Objectives Examine the independent association between online solicitation and sex workers’ (SWs’) occupational health and safety (OHS), particularly violence and work stress.

Methods Data were drawn from a cohort of women SWs (N=942, 2010–2019) in Vancouver, Canada. Analyses used descriptive statistics and bivariate and multivariable logistic and linear regression using generalised estimating equations (GEE); explanatory and confounder modelling approaches were used.

Results 33.9% (n=319) of participants solicited online and 14.1% (n=133) primarily solicited online in the last 6 months in at least one study visit. In multivariable GEE analysis, factors associated with primarily soliciting online included younger age (adjusted OR (AOR) 0.95 per year older, 95% CI 0.93 to 0.97), sexual minority status (AOR 2.57, 95% CI 1.61 to 4.10), gender minority status (AOR 3.09, 95% CI 1.80 to 5.28), higher education (AOR 2.13, 95% CI 1.34 to 3.40), higher sex work income (AOR 1.03 per $100 weekly, 95% CI 1.01 to 1.06), being an im/migrant to Canada (AOR 2.40, 95% CI 1.26 to 4.58) and primarily servicing in informal indoor workspaces (AOR 3.47, 95% CI 2.32 to 5.20). In separate GEE confounder models, primarily soliciting online significantly (1) reduced odds of physical/sexual workplace violence (AOR 0.64, 95% CI 0.39 to 1.06) and (2) reduced work stress (β coefficient −0.93, 95% CI −1.59 to −0.26).

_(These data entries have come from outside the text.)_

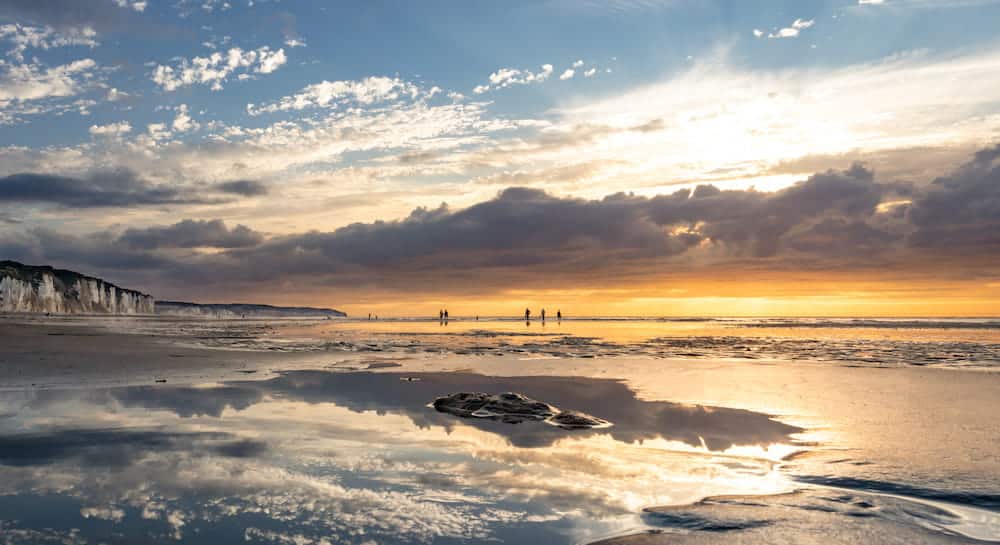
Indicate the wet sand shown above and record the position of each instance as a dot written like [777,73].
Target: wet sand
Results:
[870,433]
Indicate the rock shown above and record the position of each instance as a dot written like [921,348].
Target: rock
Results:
[573,420]
[507,407]
[513,408]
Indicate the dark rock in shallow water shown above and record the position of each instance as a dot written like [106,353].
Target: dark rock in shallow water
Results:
[512,408]
[573,420]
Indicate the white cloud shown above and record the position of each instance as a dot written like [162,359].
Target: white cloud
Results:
[111,129]
[183,122]
[716,117]
[24,37]
[792,31]
[137,5]
[505,77]
[330,94]
[158,131]
[33,89]
[216,68]
[114,95]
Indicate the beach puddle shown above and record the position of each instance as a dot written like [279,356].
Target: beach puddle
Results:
[358,456]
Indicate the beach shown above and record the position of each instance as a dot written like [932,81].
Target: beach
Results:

Discussion/conclusions Younger workers, gender/sexual minorities, im/migrants and those in informal indoor spaces had higher odds of soliciting online. Confounder models indicate access to online solicitation methods may support enhanced OHS. Decriminalisation of sex work—including advertising via online platforms—remains necessary to support SWs’ OHS.

  • occupational health
  • public health
  • violence
  • occupational stress
  • wounds and injuries

Data availability statement

Data are available upon reasonable request. Due to our ethical and legal requirements related to protecting participant privacy and current ethical institutional approvals, de-identified data are available only upon request and require ethical approval.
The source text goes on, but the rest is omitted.